A history of conflict
Local people point out that the root of the two groups’ mutual antagonism is based not only on ideological differences but also in events that occured long before the March 2003 US-led invasion.
In 1996, Saddam Hussein’s Baathist security forces scoured Anbar province looking for men who might be plotting against the government.
Dozens of young men were rounded up by the Iraqi army and police.

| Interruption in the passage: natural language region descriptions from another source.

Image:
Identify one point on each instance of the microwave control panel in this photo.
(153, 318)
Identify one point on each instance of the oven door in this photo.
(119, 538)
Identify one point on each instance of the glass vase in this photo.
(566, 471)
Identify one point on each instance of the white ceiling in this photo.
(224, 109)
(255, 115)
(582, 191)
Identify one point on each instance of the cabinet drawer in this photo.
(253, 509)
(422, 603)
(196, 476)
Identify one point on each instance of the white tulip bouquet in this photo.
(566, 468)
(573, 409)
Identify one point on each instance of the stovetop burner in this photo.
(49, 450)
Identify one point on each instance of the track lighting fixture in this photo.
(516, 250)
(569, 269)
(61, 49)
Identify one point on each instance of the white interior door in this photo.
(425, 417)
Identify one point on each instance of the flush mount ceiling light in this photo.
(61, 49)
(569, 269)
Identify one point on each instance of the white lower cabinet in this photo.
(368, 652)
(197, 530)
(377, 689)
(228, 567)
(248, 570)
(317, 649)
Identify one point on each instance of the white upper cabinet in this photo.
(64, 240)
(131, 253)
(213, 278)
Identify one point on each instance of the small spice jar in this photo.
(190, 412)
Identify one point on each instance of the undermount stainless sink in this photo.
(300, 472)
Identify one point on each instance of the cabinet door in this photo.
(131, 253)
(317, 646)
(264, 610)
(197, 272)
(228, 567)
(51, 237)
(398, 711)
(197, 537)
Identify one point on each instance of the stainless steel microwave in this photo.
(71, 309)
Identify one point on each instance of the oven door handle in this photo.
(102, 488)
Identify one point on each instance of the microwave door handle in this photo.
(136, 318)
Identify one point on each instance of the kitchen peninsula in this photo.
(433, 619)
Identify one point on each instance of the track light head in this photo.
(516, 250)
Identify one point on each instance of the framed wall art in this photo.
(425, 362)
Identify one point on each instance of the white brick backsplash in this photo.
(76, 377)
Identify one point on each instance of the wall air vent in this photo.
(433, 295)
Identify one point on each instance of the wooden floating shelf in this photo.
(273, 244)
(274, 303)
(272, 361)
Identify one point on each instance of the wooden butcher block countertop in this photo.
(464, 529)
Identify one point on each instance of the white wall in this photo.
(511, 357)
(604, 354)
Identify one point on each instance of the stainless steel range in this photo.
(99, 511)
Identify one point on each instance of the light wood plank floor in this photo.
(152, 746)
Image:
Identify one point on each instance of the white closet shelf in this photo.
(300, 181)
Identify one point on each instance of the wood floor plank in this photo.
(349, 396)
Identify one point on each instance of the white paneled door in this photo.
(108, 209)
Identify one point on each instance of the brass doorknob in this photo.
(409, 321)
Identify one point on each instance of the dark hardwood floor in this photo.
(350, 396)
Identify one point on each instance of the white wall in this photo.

Many belonged to the highly-conservative Wahhabi branch of Islam.
Several of those arrested were sent to prisons in Baghdad such as the Al-Hakmiyah in Al-Rusafa district and the Al-Rathwaniyah jail near Baghdad International Airport.
For more than six years they imprisoned men and their families and their tribes nursed bitter grudges against members of the Baath party in Anbar.
Then, in 2003, just a few months before the March 2003 invasion, Saddam ordered political and criminal prisoners released from prison.
Among those released were the imprisoned Wahhabists.
With Saddam gone and the country in chaos, the men and their families saw their chance to get even.
Furious at their years of imprisonment, ill-treatment and torture at the hands of the Baathists, the men and their families swore to take revenge.
With Iraq in chaos, they began assassinating the former Baathists who they believed had spied on the nascent Islamist movements and then given their names and addresses to Saddam Hussein’s security forces.
The series of killings helped sow the seeds for the present conflict in Anbar province, and has convinced both sides that the latest round of fighting is no mere ideological conflict but rather a fight to the death that is likely to continue even after the US leaves Iraq.